The reason I think it's complicated is because you could calculate the general letter frequency (I think that's what you did) and weight it by that. But you could also calculate the frequency of each letter in the n-1 position and use those weights. So when you calculate H for letter position 2, you'd have to know the relative frequencies of each letter in position 1, then weight the position 2 H values by that. You'd have to do that for each letter position. Shouldn't be too difficult to do that, but it does complicate things further. I'll take a look at my code and see if I can add that.
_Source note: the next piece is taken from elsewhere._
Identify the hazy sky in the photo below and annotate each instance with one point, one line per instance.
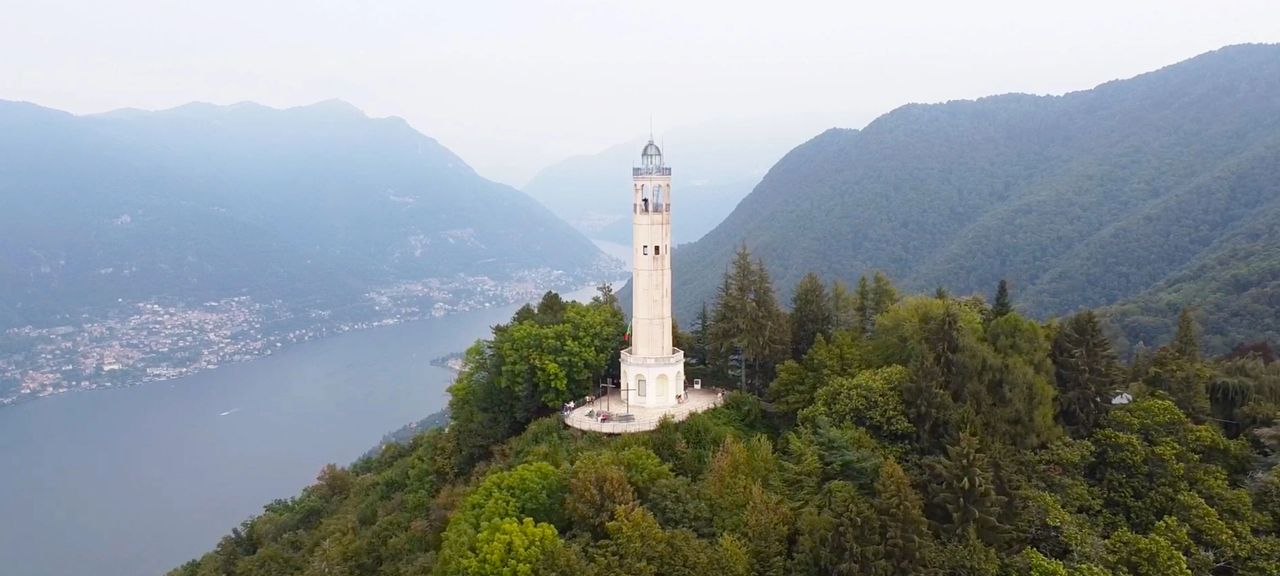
(512, 86)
Seeing the way the paper is unfolding right now, I think just using the average is an ok approximation. If we were to go further and do n-2 (bigrams), n-3 (trigrams), etc. I think we would definitely have to do something to deal with missing and rare values. Weighting them could deal with that.
I was weighting them by general letter frequency not the frequencies specific for each letter position.
I see what you are saying how weighting introduces unnecessary complications. Looking back at the results, I don't think my weighting changed the correlation much.
Thanks everyone for weighing in. It's interesting that the results don't change much when we weight the Hs. I've haven't thought about this in depth yet, so still not sure what is best practice here, or what we should expect, etc. This might be one of things where we present what we did, and see if the reviewers have better suggestions for other things to do.
Yeah, it's definitely not straightforward.
Especially considering that a letter that occurs often at n-1 (e.,g "E") likely has a higher uncertainty for position n than a letter that doesn't occur often at n-1 (e.g., 'Q'). Probably because a letter occurs more often if it can be paired with lots of different letters. So there's a relationship between frequency of n-1 letters and uncertainty at position n that complicates things.
Opening this thread for discussion on how best to determine whether letter uncertainty as a function of position and word length explains variance in mean IKSI as a function of position and word length.